Then you’re going to draw larger circles around that small circle and in each of those circles, you’re going to place people who are closest to that person in the center in the nearest circle to them, to those who are merely acquaintances on the outside circle, all based on how close they are to the actual center crisis circle. So, spouses, children, parents might be in the smaller circles, friends might be in the medium-sized circles, and so on. Ok, now here’s where it gets interesting. And instead of trying to paraphrase this I’m just going to read to you from Dr. Silk’s own words.

“Here are the rules. The person in the center ring can say anything she wants, to anyone, anywhere.
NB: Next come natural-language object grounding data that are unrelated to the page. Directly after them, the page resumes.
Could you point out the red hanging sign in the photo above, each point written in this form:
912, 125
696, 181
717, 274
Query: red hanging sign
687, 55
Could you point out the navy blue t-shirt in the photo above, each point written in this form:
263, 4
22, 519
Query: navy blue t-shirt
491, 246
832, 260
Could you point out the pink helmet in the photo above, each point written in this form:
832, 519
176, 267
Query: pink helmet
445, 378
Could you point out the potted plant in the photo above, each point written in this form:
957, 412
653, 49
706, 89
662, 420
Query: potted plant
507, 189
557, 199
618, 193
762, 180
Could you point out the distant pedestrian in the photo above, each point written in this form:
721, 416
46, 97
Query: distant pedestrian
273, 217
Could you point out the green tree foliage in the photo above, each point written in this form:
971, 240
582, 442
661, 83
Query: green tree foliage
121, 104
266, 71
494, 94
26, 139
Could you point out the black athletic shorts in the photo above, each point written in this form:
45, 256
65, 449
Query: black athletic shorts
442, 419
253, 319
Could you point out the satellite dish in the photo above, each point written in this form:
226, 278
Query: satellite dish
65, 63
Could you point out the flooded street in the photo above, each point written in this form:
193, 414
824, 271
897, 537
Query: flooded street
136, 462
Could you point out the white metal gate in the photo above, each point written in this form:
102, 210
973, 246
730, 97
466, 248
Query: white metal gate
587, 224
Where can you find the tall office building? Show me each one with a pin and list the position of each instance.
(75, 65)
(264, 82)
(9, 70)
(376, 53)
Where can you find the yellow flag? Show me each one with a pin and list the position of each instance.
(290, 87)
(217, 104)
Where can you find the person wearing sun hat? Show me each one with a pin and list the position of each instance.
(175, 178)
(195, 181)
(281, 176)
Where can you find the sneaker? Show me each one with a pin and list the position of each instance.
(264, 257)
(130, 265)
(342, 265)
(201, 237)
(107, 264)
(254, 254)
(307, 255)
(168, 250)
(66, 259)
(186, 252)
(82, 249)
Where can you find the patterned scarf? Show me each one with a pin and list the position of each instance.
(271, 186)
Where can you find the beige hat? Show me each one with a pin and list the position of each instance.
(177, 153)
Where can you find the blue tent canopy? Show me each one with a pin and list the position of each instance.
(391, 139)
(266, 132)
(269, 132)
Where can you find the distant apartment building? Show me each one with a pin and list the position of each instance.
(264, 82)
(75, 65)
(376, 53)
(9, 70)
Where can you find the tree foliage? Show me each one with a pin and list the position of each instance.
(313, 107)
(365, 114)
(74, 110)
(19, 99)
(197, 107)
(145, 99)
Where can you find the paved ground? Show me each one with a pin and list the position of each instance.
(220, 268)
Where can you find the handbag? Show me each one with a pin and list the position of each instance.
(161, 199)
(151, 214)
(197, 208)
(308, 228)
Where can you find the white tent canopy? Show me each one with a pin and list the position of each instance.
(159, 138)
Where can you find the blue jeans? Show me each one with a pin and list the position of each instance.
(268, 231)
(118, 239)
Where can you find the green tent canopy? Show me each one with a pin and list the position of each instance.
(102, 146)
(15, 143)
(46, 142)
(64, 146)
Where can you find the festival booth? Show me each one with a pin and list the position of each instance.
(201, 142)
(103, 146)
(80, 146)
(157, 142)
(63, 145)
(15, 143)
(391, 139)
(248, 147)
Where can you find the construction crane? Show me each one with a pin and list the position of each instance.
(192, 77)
She can…complain and whine and moan and curse the heavens and say, “Life is unfair” and “Why me?” That’s the one payoff for being in the center ring. Everyone else can say those things too, but only to people in larger rings. When you are talking to a person in a ring smaller than yours, someone closer to the center of the crisis, the goal is to help. Listening is often more helpful than talking. But if you’re going to open your mouth, ask yourself if what you are about to say is likely to provide comfort and support. If it isn’t, don’t say it.

Don’t, for example, give advice. People who are suffering from trauma don’t need advice. They need comfort and support. So say, “I’m sorry” or “This must really be hard for you” or “Can I bring you a [meal]?” Don’t say, “You should hear what happened to me” or “Here’s what I would do if I were you.” And don’t say, “This is really bringing me down.” If you want to scream or cry or complain, if you want to tell someone how shocked you are or how icky you feel, or whine about how it reminds you of all the terrible things that have happened to you lately, that’s fine. It’s a perfectly normal response. Just do it to someone in a bigger ring. Comfort IN, dump OUT.”

Comfort in, dump out. Isaiah recognized that God’s people were in the center crisis circle and so he knew that his job now was to comfort, period. And so that’s what he did. This Ring Theory has played an important role in my own life, it has been invaluable to me, not just as a pastor but simply as a human being that crosses paths with lots of other human beings that are going through pain and suffering. I hope you find it helpful as well. I will link some interesting articles about it when I post this sermon online if you’d like to read more about it.

I can’t think of a higher calling than to bring comfort to those around us. And that’s one of the things I appreciate most about these old Bible stories, the ability they give us to give hope to others because we too have been through some tough times as well. May this season of Advent rekindle in us the desire to bring hope to a troubled world, with care and gentleness, gentle as a God holding lambs and hugging them. Thanks be to God. Amen.